The Crown Accounts are in better shape than had been expected when the Budget was set.
That’s the good news.
But the Reserve Bank this week warned, while increasing interest rates by 0.5 percentage points, that “overall spending continues to outstrip the capacity to supply goods and services.”
The deficit still stands at $9.7 billion dollars. Core crown expenses, in 2022, were some $17 billion higher than they were in 2020 and 2021, when lockdowns and wage subsidies warranted substantial fiscal support.
Fiscal policy continues to provide too much stimulus in an overheated economy.
And at least some of the Crown accounts’ improvement comes down to inflation working its magic. Inflation has been higher than Treasury expected in May and higher inflation currently helps the Crown accounts.

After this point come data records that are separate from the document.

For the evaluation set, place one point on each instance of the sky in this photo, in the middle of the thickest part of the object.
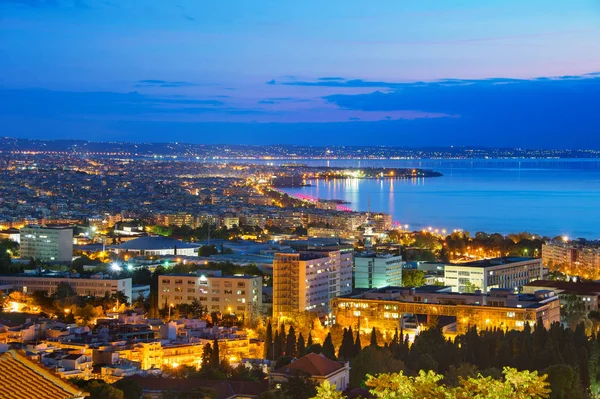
(498, 73)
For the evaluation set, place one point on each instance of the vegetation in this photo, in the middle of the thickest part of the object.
(460, 245)
(428, 384)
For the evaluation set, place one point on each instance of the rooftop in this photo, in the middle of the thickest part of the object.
(313, 364)
(494, 261)
(154, 243)
(22, 378)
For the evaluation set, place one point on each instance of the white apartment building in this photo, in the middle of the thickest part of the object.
(95, 286)
(48, 244)
(308, 280)
(373, 270)
(508, 273)
(240, 295)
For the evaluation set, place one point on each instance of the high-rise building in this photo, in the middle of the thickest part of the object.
(373, 270)
(46, 243)
(239, 295)
(308, 280)
(508, 273)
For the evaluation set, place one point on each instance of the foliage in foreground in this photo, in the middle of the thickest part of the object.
(514, 385)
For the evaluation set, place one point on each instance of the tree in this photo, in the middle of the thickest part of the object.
(413, 278)
(301, 345)
(290, 345)
(86, 314)
(328, 391)
(374, 338)
(64, 290)
(269, 343)
(131, 388)
(328, 348)
(357, 344)
(372, 360)
(572, 311)
(215, 360)
(564, 382)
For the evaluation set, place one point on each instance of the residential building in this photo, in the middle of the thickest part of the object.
(372, 270)
(510, 273)
(240, 295)
(47, 243)
(97, 285)
(385, 308)
(308, 280)
(588, 293)
(22, 378)
(318, 368)
(572, 258)
(156, 245)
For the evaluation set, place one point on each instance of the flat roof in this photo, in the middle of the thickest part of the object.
(493, 261)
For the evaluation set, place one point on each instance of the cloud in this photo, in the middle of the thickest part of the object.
(164, 83)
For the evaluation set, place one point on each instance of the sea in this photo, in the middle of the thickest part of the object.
(547, 197)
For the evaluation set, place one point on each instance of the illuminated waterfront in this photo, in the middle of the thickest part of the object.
(548, 197)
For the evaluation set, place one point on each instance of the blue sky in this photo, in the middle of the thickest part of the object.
(411, 73)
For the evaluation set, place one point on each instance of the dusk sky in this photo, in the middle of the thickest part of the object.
(408, 73)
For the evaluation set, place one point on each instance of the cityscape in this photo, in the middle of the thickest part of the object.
(302, 200)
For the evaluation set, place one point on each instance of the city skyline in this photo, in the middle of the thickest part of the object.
(494, 74)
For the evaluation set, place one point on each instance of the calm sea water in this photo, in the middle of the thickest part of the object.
(547, 197)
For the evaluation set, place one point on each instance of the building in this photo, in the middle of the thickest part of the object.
(385, 308)
(587, 293)
(46, 243)
(509, 273)
(95, 286)
(572, 258)
(372, 270)
(11, 234)
(156, 246)
(318, 368)
(240, 295)
(308, 280)
(22, 378)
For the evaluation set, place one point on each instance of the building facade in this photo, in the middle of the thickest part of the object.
(48, 244)
(506, 273)
(572, 259)
(385, 308)
(239, 295)
(308, 280)
(375, 270)
(82, 286)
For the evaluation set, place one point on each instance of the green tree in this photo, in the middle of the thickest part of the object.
(131, 389)
(372, 360)
(328, 348)
(413, 278)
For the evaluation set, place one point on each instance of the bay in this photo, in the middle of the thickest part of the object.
(548, 197)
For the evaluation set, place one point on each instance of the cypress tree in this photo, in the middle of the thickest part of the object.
(301, 346)
(290, 344)
(328, 348)
(357, 344)
(269, 343)
(214, 359)
(344, 352)
(206, 356)
(373, 338)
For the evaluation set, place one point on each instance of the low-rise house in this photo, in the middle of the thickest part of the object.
(318, 368)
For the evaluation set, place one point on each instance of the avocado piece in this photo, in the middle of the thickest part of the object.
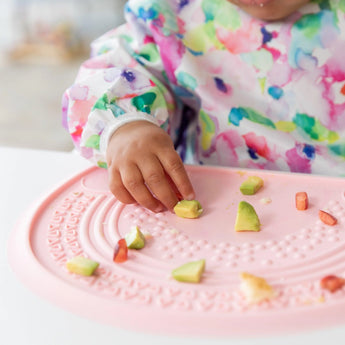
(251, 185)
(246, 218)
(82, 266)
(188, 209)
(190, 272)
(135, 238)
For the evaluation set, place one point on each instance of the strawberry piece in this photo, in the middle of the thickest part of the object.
(332, 283)
(301, 199)
(327, 218)
(120, 251)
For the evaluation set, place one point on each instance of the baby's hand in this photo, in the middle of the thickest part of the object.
(141, 158)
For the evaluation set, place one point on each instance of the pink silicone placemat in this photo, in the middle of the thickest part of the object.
(293, 251)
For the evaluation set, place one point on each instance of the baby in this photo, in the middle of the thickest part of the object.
(244, 83)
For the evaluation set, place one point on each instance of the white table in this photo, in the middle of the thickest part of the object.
(27, 319)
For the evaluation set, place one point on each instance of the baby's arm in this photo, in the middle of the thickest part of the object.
(115, 112)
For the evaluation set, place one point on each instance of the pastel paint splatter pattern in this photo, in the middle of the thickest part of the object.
(264, 95)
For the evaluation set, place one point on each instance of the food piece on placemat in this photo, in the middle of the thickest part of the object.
(332, 283)
(82, 266)
(301, 200)
(246, 218)
(251, 185)
(327, 218)
(255, 289)
(190, 272)
(188, 209)
(120, 251)
(135, 238)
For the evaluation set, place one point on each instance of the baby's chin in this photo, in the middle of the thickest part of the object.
(269, 10)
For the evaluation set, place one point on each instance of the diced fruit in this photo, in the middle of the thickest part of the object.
(135, 239)
(251, 185)
(188, 209)
(82, 266)
(301, 199)
(190, 272)
(246, 219)
(332, 283)
(255, 289)
(120, 251)
(327, 218)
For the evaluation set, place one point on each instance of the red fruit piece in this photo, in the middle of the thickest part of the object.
(301, 199)
(332, 283)
(327, 218)
(120, 251)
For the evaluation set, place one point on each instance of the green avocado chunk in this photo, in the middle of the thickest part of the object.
(246, 219)
(188, 209)
(190, 272)
(81, 265)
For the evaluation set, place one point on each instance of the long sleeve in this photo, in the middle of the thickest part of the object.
(230, 89)
(123, 81)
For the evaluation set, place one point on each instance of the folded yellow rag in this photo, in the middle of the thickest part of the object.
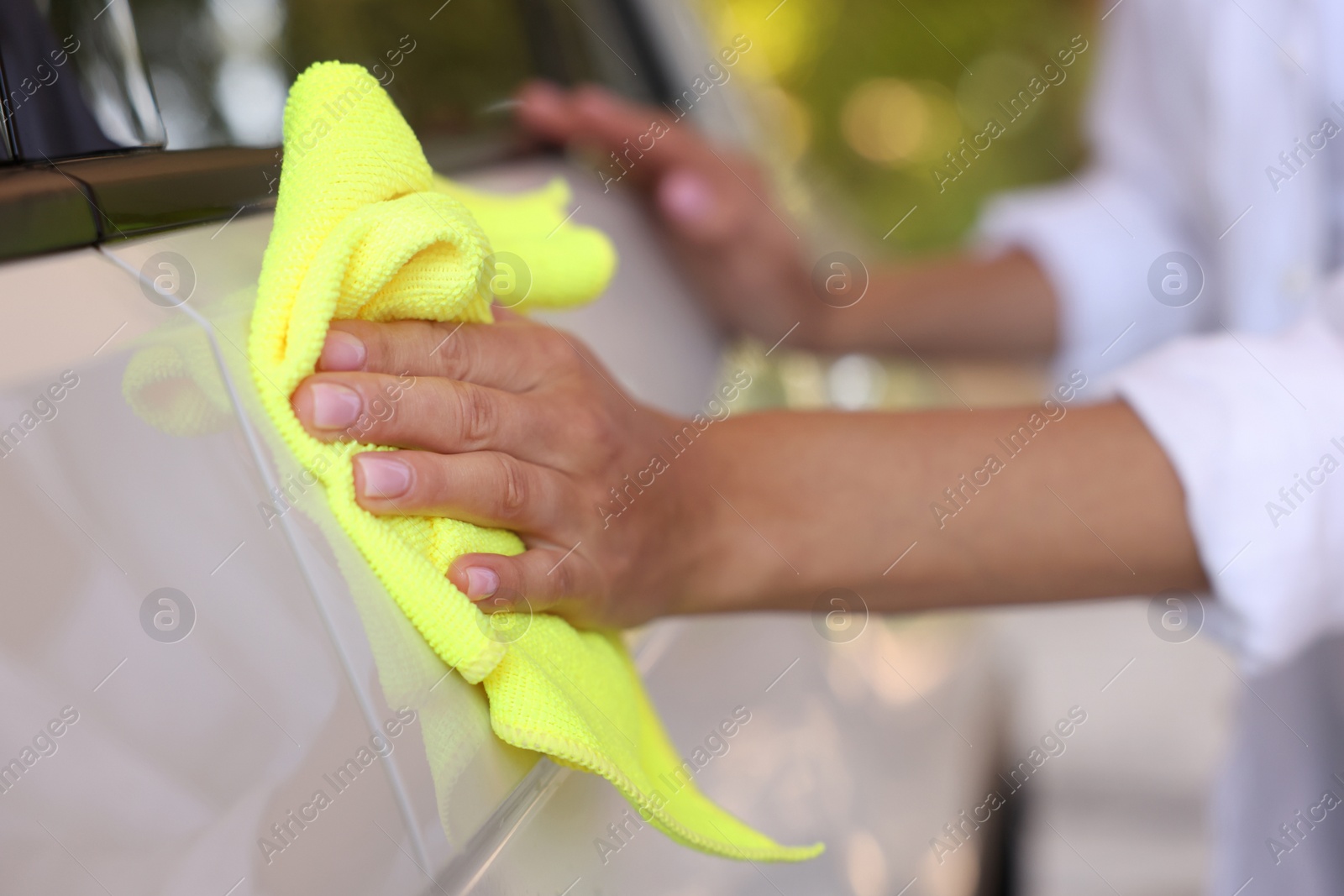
(365, 230)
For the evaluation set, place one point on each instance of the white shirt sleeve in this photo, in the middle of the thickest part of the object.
(1254, 426)
(1099, 235)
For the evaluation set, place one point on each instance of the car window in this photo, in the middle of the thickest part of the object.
(221, 69)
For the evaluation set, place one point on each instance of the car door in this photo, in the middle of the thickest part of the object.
(206, 689)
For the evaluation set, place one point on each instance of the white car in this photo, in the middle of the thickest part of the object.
(190, 653)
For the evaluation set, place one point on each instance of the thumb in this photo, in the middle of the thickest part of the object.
(692, 207)
(531, 582)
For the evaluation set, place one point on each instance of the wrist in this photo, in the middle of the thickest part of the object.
(723, 562)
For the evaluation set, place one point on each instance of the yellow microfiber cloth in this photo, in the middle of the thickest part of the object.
(365, 230)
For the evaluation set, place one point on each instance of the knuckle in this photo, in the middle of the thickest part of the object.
(476, 414)
(561, 580)
(515, 490)
(558, 352)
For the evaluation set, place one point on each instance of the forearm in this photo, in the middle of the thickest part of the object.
(958, 305)
(793, 504)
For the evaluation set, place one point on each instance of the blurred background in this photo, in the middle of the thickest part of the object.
(851, 105)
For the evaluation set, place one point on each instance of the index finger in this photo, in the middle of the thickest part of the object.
(514, 355)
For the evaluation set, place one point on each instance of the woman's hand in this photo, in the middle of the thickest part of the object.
(512, 425)
(716, 207)
(629, 513)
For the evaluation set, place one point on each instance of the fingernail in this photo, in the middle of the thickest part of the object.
(335, 406)
(685, 196)
(481, 582)
(383, 476)
(342, 352)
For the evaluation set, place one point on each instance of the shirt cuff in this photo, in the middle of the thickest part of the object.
(1254, 427)
(1097, 241)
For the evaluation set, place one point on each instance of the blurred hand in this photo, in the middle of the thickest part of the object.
(714, 204)
(517, 426)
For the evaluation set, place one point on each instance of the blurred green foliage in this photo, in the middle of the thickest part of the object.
(967, 51)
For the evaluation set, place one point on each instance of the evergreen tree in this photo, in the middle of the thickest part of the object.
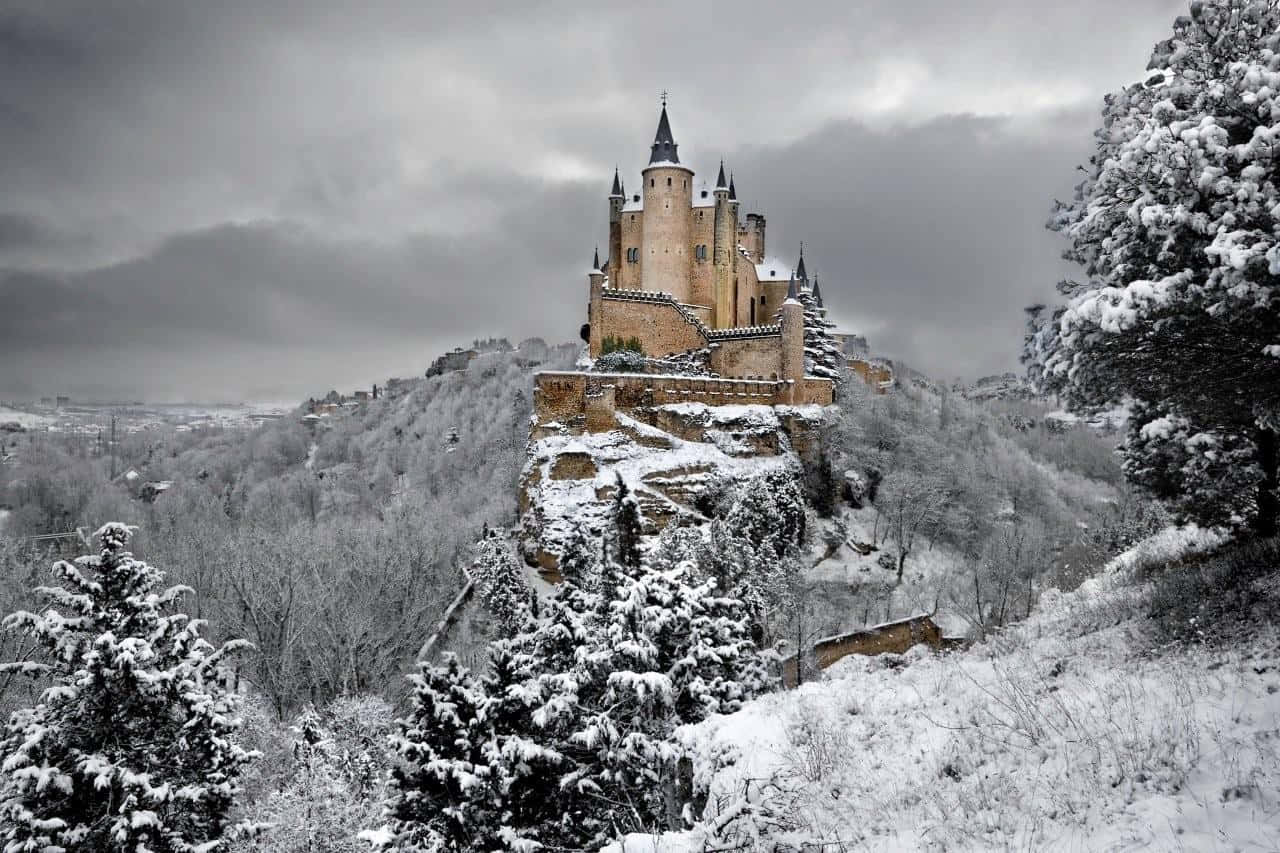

Income tax thresholds do not move while inflation pushes wages up.
Median full-time weekly earnings for wage and salary workers, in 2017, were $1,100. A worker on that median paid $10,200 in income tax for the year: an average income tax rate of 17.8%. If that worker’s wages had only kept up with inflation, never touching the next tax bracket, they would pay $12,900 in income tax in 2022 and an average income tax rate of 19.5%. Parliament never authorised that tax increase. It simply failed to prevent it.
Running deficits to cover necessary pandemic costs is eminently defensible. Debt-funding make-work projects, like the $1.2 billion Jobs for Nature programme, when the economy is substantially overheated, is not.
RBNZ’s job is hard enough. It has been working to re-establish credibility as an inflation-fighter after years of caring about everything other than core business. That removes some flexibility that could have been valuable; a European winter energy crisis is coming.
Having to lean against continued unnecessary fiscal stimulus makes the job harder.
While less government spending has been debt-funded than had been expected in May, paying the bills through bracket creep combines inequity with opacity.
At Budget 2022, the Government projected a return to surplus by 2025, with Core Crown expenses levelling off at about 30% of GDP.
At Budget 2023, the Government should end spending that mainly serves to worsen price pressures.
It should set income tax rates and thresholds to match its desired levels of spending, in ways it considers fair.
And it should inflation-index the tax thresholds, so future happy surprises in the Crown Accounts reflect real strength rather than inequitable tax bracket creep.